In our recent blog post, Energy is lagging, but consumers are set to spend, we emphasized the bifurcation of the US high yield market between weaker commodity-specific sectors and stronger consumer-oriented sectors. This theme continues to play out broadly. However, September showed that another US high yield sector — not linked to commodities — has joined in the weakness: technology, media and telecommunications (TMT). This is important because TMT and commodity-related sectors together comprise almost half of the overall US high yield market.1 Therefore, we believe it is important to evaluate the US high yield landscape and reiterate why we think there is currently value in US high yield.
What’s behind the TMT decline?
In September, the only sectors that performed worse than the broader Barclays US Corporate High Yield Index were commodity and TMT-related (see chart below).1 While key commodity-related sectors (energy and metals and mining) remain weak mainly due to global trade pressures emanating from China, TMT weakness has been due to credit-specific events, in our view. Both media and telecom have been under pressure due to heavy new issuance and the recent downgrade of a major telecom issuer. Because telecom and media comprise a significant proportion of the US high yield index, weakness in this sector has certainly negatively affected overall high yield spreads.1
Examining the bigger picture in high yield
More broadly, the ambiguity around the next Federal Reserve move has led many market participants to question the strength of the US economic engine, which has weighed on US high yield bond prices.
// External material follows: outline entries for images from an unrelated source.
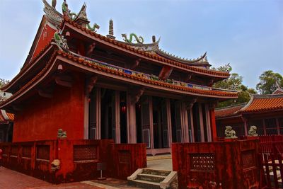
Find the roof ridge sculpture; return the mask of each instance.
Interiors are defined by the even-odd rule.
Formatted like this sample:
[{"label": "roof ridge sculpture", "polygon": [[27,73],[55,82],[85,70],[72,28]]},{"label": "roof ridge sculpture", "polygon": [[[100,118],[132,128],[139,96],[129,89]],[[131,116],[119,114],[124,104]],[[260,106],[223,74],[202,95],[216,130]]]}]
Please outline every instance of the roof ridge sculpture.
[{"label": "roof ridge sculpture", "polygon": [[169,52],[162,50],[161,48],[158,49],[156,50],[156,52],[158,54],[161,54],[162,55],[168,57],[169,58],[177,59],[178,61],[181,62],[182,63],[185,63],[185,64],[199,63],[199,62],[208,63],[207,52],[205,52],[204,55],[200,56],[199,57],[197,57],[196,59],[188,59],[188,58],[181,57],[177,56],[175,55],[169,53]]},{"label": "roof ridge sculpture", "polygon": [[283,97],[283,93],[278,94],[250,94],[254,98],[270,98]]}]

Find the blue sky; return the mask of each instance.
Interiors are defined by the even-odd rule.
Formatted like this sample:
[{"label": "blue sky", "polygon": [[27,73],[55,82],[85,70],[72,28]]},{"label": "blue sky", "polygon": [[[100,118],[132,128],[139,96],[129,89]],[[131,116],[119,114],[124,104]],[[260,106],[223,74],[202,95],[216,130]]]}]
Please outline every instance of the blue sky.
[{"label": "blue sky", "polygon": [[[60,12],[62,1],[57,0]],[[283,1],[67,0],[74,12],[85,1],[98,33],[108,34],[112,18],[118,40],[135,33],[150,42],[155,35],[161,48],[178,56],[207,52],[213,67],[230,63],[249,87],[265,70],[283,74]],[[43,6],[40,0],[0,0],[0,78],[11,80],[20,71]]]}]

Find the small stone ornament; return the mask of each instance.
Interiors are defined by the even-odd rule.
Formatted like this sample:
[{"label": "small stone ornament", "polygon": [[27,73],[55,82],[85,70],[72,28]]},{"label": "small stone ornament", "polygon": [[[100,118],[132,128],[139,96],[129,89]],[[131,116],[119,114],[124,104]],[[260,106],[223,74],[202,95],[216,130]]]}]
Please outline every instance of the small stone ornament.
[{"label": "small stone ornament", "polygon": [[237,139],[238,137],[236,136],[236,132],[232,130],[232,127],[226,126],[225,130],[225,139]]},{"label": "small stone ornament", "polygon": [[250,126],[248,130],[248,136],[250,137],[258,137],[258,134],[256,132],[257,127],[255,125]]},{"label": "small stone ornament", "polygon": [[63,131],[62,129],[59,129],[57,132],[57,138],[67,138],[66,131]]}]

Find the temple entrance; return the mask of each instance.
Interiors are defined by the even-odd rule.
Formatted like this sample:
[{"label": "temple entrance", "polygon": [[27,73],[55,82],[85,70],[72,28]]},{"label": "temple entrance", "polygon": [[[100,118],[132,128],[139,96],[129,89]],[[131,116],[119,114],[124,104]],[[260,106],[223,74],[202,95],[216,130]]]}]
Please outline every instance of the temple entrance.
[{"label": "temple entrance", "polygon": [[195,103],[192,106],[192,120],[194,125],[195,142],[202,142],[199,103]]},{"label": "temple entrance", "polygon": [[96,138],[96,98],[97,90],[92,90],[88,98],[88,139]]},{"label": "temple entrance", "polygon": [[180,103],[170,101],[172,124],[172,142],[182,142],[181,108]]},{"label": "temple entrance", "polygon": [[115,91],[101,89],[101,139],[114,139],[115,136]]},{"label": "temple entrance", "polygon": [[154,147],[154,149],[168,148],[168,131],[166,99],[152,98]]},{"label": "temple entrance", "polygon": [[151,148],[150,110],[149,96],[142,96],[136,104],[137,141]]},{"label": "temple entrance", "polygon": [[[127,142],[127,92],[120,92],[120,142]],[[118,123],[119,124],[119,123]]]}]

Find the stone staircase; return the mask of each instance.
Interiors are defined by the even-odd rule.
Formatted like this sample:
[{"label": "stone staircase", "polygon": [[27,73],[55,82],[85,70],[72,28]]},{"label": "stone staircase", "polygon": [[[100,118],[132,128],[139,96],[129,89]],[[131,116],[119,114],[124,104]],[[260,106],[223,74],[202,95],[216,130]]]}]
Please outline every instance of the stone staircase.
[{"label": "stone staircase", "polygon": [[139,188],[178,188],[176,171],[139,168],[127,179],[129,185]]}]

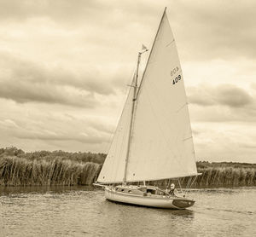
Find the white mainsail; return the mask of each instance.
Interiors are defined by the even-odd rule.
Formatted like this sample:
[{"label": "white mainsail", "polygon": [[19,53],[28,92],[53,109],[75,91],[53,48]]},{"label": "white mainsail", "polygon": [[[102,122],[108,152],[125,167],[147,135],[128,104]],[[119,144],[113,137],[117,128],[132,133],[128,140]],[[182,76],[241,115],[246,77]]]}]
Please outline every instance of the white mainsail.
[{"label": "white mainsail", "polygon": [[[97,180],[100,182],[123,181],[131,103],[132,93],[130,91]],[[165,12],[137,93],[126,181],[195,175],[197,171],[183,78]]]}]

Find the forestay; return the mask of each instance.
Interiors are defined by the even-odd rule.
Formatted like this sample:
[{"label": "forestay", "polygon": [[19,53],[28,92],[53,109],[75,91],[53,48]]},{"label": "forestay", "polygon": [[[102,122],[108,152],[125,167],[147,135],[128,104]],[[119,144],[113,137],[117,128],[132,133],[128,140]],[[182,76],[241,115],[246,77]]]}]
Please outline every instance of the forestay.
[{"label": "forestay", "polygon": [[121,118],[97,182],[120,182],[123,180],[132,107],[133,91],[131,89],[132,87],[130,88]]},{"label": "forestay", "polygon": [[[131,94],[98,182],[123,180]],[[164,13],[138,90],[126,180],[159,180],[196,174],[183,73]]]}]

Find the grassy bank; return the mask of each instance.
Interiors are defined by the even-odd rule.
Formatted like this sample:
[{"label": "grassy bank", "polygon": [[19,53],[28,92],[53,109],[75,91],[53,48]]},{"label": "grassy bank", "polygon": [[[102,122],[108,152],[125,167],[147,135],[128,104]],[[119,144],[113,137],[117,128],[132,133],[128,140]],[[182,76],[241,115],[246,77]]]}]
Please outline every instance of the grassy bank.
[{"label": "grassy bank", "polygon": [[[0,149],[0,185],[90,185],[97,177],[106,154],[62,151],[24,153]],[[256,164],[197,162],[202,173],[192,188],[256,186]],[[181,179],[183,187],[189,178]],[[151,184],[165,187],[169,181]],[[177,180],[172,182],[177,183]]]},{"label": "grassy bank", "polygon": [[0,185],[90,185],[102,165],[55,159],[29,160],[18,157],[0,158]]}]

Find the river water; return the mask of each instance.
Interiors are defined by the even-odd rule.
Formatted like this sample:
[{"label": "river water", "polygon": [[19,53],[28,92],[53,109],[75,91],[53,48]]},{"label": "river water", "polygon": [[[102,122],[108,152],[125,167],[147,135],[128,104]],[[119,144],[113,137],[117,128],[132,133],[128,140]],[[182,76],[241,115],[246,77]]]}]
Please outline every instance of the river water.
[{"label": "river water", "polygon": [[195,189],[189,210],[119,205],[93,188],[0,188],[0,236],[256,236],[256,188]]}]

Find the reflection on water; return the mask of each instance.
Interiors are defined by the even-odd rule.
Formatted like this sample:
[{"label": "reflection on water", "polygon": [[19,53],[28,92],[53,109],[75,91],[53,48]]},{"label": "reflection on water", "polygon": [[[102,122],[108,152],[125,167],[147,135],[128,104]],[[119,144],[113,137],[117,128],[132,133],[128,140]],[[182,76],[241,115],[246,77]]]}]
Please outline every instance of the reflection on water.
[{"label": "reflection on water", "polygon": [[109,202],[93,187],[0,187],[0,236],[253,236],[255,188],[189,194],[189,210],[163,210]]}]

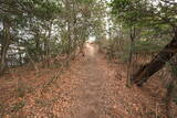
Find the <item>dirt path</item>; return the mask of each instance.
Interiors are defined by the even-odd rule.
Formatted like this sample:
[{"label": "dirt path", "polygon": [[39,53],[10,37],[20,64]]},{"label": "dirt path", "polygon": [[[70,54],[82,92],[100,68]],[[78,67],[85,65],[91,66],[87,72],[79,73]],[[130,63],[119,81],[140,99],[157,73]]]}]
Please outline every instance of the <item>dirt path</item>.
[{"label": "dirt path", "polygon": [[105,90],[108,74],[102,63],[96,47],[87,44],[85,58],[75,72],[81,82],[75,90],[76,103],[71,118],[110,118],[105,105],[110,103],[106,97],[111,96]]},{"label": "dirt path", "polygon": [[[30,77],[19,78],[21,84],[18,79],[1,82],[0,89],[7,89],[3,88],[7,85],[11,87],[0,97],[0,115],[4,118],[165,118],[165,105],[163,97],[157,96],[162,93],[157,85],[153,82],[153,90],[148,88],[150,85],[142,89],[127,88],[125,64],[107,63],[94,44],[87,44],[85,56],[71,62],[71,67],[42,94],[39,86],[34,92],[30,87],[34,83],[43,85],[41,83],[48,82],[53,74],[50,69],[34,78],[31,73]],[[23,93],[17,89],[29,92],[20,97],[17,95]]]}]

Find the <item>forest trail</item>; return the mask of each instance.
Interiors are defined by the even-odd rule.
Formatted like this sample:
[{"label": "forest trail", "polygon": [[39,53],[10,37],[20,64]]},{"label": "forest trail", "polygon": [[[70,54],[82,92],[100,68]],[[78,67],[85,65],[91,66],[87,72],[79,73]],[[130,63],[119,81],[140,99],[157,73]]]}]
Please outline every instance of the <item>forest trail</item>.
[{"label": "forest trail", "polygon": [[87,43],[84,50],[85,56],[72,61],[42,93],[41,87],[59,68],[42,71],[40,75],[18,72],[13,74],[15,79],[1,79],[0,115],[4,118],[165,118],[165,105],[157,97],[162,92],[156,83],[147,85],[150,88],[127,88],[125,64],[107,63],[95,44]]},{"label": "forest trail", "polygon": [[103,67],[102,57],[95,45],[86,44],[84,61],[75,74],[81,78],[76,89],[76,103],[71,118],[110,118],[106,111],[106,103],[111,103],[108,89],[106,89],[106,68]]}]

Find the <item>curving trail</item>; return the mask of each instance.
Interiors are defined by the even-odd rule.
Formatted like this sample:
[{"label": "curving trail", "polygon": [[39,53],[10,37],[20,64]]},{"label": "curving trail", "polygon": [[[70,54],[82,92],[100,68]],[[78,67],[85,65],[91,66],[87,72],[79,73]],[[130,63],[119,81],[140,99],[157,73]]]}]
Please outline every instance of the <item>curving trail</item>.
[{"label": "curving trail", "polygon": [[106,84],[110,74],[97,54],[94,45],[86,45],[86,55],[84,61],[77,67],[76,74],[81,82],[75,89],[76,101],[73,106],[70,118],[112,118],[108,115],[107,105],[112,100],[107,93]]}]

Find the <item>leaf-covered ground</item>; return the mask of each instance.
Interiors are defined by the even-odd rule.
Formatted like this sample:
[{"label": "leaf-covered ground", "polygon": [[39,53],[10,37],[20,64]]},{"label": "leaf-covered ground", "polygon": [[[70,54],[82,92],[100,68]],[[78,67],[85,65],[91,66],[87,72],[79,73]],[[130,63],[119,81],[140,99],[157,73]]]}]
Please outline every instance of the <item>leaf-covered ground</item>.
[{"label": "leaf-covered ground", "polygon": [[155,79],[126,87],[124,64],[110,64],[87,44],[85,56],[60,69],[18,71],[0,79],[0,117],[4,118],[165,118],[164,89]]}]

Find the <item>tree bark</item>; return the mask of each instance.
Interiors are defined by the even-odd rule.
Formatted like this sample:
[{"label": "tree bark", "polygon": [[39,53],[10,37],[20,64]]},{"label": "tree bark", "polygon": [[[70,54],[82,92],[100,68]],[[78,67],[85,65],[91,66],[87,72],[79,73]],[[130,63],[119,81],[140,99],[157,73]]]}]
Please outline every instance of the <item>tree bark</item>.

September represented the fourth consecutive month of negative total high yield returns, something we haven’t seen in two decades.1 However, while risk markets may need to adjust to a lower growth environment, our base case remains that US fundamentals remain in good shape outside of commodity-oriented sectors. We believe the overall high yield market has been painted with too negative a brush; current spread levels imply a default rate well above what we would reasonably expect over the next two years, even accounting for continued weakness in commodities.
We believe recent spread widening in US high yield presents compelling value for careful investors. With a yield of around 8% on the Barclays US Corporate High Yield Index (as of Sept. 30, 2015), there are potentially some bargains to be found, in our view.1 We believe a rigorous credit selection process is imperative, certainly in the energy and metals and mining sectors. While some recent new issuance has put pressure on the US high yield market, we believe the market will find stronger footing in the fourth quarter as earnings and economic data confirm US fundamentals against a backdrop of attractive valuations.
Communications and commodities lagged the broader US high yield market in September
Total returns for each sector of the Barclays US Corporate High Yield Index (%). Data from Sept. 1, 2015, to Sept. 30, 2015. The yellow bar represents the returns for the full index.
1 Source: Barclays US Corporate High Yield Index, as of Sept. 30, 2015.
The Barclays US Corporate High Yield Index is an unmanaged index considered representative of fixed-rate, noninvestment-grade debt.
Spread represents the difference between two values.